Owen Long

No. 22 – Arizona State Sun Devils
- Position: Linebacker
- Class: Junior

Personal information
- Listed height: 6 ft 2 in (1.88 m)
- Listed weight: 230 lb (104 kg)

Career information
- High school: La Serna (Whittier, California)
- College: Colorado State (2024–2025); Arizona State (2026–present);

Awards and highlights
- First-team All-Mountain West (2025);
- Stats at ESPN

= Owen Long =

American football player

Owen Long is an American football linebacker for the Arizona State Sun Devils. He previously played for the Colorado State Rams.

==Early life==
Long attended La Serna High School in Whittier, California.

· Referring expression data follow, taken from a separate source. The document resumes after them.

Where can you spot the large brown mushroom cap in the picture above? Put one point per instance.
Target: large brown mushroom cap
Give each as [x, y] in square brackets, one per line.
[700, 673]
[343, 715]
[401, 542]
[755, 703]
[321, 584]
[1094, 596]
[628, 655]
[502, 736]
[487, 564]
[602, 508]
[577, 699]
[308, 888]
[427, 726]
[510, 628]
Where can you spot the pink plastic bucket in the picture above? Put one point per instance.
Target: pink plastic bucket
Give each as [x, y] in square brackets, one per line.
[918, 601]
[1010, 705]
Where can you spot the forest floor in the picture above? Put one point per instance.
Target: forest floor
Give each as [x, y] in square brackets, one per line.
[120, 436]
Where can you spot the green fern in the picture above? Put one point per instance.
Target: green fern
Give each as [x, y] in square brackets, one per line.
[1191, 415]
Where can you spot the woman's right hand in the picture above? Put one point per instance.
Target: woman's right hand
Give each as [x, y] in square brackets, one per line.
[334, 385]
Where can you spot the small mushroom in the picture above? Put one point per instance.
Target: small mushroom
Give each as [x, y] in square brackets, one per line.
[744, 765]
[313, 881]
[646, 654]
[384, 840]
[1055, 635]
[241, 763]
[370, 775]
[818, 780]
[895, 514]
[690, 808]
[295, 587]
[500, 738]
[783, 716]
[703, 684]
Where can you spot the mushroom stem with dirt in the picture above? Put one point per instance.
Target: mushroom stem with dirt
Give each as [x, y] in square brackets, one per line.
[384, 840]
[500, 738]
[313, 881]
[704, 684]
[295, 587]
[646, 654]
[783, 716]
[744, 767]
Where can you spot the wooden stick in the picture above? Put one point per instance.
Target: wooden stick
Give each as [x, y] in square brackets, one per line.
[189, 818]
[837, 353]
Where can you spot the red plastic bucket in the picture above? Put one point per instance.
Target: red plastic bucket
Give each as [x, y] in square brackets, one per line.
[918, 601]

Coming out of high school, he was rated as a three-star recruit by 247Sports and initially committed to play college football for the Nevada Wolfpack over offers from other schools such as Air Force, Army, Arkansas State, Washington State. However, Long later flipped his commitment to play for the Colorado State Rams.

==College career==
=== Colorado State ===
As a freshman in 2024, Long appeared in all 13 games, notching 45 tackles with half a tackle going for a loss and two pass deflections. He entered the 2025 season as a starter for the Rams defense. In the season opener, Long racked up 13 tackles in a loss to Washington. In week 3, he notched 14 tackles in a loss against UTSA. In week 6, Long recorded a career-high 17 tackles in an upset win against Fresno State. During the 2025 season, he totaled 151 tackles with five going for a loss, two sacks, five pass deflections, two fumble recoveries, and a forced fumble, earning first-team all-Mountain West honors while also being named a third-team all-American by the Associated Press. After the conclusion of the season, Long entered the NCAA transfer portal.

=== Arizona State ===
Long transferred to play for the Arizona State Sun Devils.